If both campaigns were related, the reason for restarting an older campaign remains a mystery.


Based on the undeniable similarities between this new campaign and the previously reported RapperBot campaign, it is highly likely that they are being operated by a single threat actor or by different threat actors with access to a privately-shared base source code.

Unlike the previous RapperBot campaign, this new campaign has a clear motivation to compromise as many IoT devices as possible to build a DDoS botnet.

Although this new campaign has evolved significantly from previous campaigns, mitigating it remains the same—setting strong passwords for all devices connected to the internet.

FortiGuard Labs will continue to monitor RapperBot’s development.

Fortinet Protections

The FortiGuard Antivirus service detects and blocks this threat as ELF/Mirai, Linux/Mirai, and ELF/Gafgyt.

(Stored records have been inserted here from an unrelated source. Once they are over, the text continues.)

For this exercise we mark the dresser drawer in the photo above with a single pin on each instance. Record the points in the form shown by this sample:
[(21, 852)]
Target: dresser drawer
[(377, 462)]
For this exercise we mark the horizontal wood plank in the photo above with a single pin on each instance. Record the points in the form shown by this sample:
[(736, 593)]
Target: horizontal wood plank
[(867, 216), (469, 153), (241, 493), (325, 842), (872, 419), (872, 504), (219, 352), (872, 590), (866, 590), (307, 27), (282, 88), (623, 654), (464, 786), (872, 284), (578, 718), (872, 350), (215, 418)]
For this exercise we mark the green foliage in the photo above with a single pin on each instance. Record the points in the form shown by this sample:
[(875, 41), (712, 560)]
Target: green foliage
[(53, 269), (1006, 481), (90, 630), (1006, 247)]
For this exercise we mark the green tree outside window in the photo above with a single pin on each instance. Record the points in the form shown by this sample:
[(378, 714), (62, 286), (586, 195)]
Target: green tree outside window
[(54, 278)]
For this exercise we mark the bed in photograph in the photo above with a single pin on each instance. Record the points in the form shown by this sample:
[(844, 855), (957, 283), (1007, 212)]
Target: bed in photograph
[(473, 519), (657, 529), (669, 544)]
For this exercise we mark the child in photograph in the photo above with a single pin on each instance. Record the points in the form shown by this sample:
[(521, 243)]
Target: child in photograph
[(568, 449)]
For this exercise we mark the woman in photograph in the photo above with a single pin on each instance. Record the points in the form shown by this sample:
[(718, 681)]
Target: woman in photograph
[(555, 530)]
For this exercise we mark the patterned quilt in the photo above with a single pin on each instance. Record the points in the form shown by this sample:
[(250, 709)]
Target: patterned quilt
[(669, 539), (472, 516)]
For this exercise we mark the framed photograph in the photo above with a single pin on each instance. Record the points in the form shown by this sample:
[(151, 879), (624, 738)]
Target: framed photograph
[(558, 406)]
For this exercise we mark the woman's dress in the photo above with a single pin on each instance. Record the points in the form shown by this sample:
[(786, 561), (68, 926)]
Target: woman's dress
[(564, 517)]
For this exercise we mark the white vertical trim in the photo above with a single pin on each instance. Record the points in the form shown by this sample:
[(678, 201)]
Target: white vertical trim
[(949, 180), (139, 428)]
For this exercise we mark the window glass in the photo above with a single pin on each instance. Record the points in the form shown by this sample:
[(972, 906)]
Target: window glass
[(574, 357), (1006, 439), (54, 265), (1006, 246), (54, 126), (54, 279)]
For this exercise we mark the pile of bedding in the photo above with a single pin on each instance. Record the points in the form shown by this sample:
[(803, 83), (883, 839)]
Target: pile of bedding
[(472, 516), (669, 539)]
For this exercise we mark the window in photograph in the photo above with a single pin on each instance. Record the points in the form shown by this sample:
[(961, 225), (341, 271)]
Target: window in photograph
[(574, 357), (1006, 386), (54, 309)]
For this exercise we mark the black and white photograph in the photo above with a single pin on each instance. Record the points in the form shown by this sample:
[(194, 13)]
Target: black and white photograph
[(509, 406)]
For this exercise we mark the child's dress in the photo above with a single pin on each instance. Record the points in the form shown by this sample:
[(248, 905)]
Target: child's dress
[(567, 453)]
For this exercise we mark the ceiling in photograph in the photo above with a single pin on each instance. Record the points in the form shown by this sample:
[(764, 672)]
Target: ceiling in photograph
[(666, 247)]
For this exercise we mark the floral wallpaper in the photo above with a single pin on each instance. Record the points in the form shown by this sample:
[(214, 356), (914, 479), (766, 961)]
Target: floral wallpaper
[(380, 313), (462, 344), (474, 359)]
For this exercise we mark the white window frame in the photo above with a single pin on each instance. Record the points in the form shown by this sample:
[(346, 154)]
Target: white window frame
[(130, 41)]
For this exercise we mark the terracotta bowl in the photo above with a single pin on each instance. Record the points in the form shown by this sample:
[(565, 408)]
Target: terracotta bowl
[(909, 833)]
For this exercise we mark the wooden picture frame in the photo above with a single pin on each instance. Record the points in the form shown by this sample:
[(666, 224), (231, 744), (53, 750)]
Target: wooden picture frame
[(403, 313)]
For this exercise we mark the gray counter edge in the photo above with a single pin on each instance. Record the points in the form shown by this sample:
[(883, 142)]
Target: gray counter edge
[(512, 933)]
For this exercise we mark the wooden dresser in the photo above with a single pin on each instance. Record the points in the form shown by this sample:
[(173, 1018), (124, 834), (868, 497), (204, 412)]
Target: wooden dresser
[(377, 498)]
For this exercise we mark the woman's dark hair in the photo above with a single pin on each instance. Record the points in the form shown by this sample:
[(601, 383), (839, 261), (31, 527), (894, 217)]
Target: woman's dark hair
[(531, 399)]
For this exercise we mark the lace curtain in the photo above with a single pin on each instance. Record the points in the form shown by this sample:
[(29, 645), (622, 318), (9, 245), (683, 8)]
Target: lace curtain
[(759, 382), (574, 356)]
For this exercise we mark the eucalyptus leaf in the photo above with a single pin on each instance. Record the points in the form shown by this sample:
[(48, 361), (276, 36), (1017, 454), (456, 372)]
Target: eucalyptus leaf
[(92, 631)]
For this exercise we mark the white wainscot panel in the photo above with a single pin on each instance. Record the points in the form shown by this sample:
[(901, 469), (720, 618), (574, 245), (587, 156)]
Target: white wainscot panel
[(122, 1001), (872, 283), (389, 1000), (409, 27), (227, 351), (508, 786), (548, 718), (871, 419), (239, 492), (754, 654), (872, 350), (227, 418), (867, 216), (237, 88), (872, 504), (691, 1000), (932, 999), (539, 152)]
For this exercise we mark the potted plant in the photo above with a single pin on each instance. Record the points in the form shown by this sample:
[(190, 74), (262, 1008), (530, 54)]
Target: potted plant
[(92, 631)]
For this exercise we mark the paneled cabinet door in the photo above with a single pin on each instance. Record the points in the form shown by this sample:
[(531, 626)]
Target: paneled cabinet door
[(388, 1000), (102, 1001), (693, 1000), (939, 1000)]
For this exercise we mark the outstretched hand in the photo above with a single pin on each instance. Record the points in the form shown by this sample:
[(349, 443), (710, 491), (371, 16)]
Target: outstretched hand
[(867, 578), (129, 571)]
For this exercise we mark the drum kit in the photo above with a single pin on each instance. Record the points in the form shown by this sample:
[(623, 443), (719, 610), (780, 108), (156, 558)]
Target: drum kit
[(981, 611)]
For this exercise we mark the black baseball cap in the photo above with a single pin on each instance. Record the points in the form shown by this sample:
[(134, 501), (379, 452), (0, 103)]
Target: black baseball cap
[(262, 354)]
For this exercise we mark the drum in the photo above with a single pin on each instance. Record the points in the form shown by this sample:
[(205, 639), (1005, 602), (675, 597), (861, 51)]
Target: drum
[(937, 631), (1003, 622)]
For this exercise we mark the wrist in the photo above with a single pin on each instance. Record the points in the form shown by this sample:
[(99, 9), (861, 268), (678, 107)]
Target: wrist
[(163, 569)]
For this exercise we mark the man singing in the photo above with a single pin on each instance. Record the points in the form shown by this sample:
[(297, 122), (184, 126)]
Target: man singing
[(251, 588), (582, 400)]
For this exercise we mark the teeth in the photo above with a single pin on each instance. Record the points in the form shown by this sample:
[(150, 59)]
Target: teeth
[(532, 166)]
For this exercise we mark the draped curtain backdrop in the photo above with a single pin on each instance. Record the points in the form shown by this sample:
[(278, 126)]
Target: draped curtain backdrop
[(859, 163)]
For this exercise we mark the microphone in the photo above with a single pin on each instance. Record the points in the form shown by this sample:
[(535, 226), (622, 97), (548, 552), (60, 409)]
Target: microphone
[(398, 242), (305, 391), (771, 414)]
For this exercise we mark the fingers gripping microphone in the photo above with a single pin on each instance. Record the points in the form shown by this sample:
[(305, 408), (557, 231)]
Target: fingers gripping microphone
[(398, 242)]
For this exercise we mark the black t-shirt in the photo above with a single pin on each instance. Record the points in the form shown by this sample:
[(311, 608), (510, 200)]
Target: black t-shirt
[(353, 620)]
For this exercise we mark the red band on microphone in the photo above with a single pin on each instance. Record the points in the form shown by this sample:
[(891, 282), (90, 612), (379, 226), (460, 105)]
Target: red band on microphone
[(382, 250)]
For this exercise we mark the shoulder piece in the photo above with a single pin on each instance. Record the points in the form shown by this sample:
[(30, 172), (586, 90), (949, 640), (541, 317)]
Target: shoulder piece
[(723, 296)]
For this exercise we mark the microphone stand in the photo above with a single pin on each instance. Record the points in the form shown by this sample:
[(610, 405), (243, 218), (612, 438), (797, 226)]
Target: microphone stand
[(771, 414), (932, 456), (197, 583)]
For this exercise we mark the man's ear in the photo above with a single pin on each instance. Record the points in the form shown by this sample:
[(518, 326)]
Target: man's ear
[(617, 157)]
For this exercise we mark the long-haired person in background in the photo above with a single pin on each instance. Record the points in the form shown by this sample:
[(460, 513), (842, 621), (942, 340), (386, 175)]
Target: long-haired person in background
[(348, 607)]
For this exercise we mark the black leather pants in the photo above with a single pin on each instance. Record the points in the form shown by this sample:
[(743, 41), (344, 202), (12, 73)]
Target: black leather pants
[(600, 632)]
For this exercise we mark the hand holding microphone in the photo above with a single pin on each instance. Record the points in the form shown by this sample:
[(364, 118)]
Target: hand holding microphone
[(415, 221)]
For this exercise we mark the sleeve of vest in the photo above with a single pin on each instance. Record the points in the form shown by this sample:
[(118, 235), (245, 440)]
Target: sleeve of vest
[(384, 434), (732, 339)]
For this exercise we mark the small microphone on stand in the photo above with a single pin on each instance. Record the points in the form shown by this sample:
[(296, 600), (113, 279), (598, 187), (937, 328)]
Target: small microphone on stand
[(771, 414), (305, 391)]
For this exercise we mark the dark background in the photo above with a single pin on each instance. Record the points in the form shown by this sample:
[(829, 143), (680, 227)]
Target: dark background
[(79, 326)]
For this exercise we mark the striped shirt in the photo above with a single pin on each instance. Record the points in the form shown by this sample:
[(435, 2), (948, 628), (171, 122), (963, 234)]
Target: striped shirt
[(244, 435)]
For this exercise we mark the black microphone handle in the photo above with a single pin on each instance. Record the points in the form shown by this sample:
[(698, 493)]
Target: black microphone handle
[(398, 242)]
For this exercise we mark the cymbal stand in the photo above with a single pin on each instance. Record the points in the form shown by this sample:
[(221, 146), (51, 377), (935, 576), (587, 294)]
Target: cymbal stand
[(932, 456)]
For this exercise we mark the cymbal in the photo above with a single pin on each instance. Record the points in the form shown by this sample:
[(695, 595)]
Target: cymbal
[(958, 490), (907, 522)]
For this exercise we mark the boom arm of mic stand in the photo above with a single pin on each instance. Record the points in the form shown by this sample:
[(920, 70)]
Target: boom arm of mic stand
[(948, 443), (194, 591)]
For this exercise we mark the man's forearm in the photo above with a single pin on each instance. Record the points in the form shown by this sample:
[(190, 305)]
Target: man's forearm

The FortiGuard AntiVirus service is supported by FortiGate, FortiMail, FortiClient, and FortiEDR, and the Fortinet AntiVirus engine is a part of each of those solutions. Customers running current AntiVirus updates are protected.

FortiGuard Labs provides the Rapper.Botnet IPS signature against RapperBot C2 activity.

The FortiGuard Web Filtering Service blocks the C2 servers and download URLs.

FortiGuard IP Reputation and Anti-Botnet Security Service proactively block these attacks by aggregating malicious source IP data from the Fortinet distributed network of threat sensors, CERTs, MITRE, cooperative competitors, and other global sources that collaborate to provide up-to-date threat intelligence about hostile sources.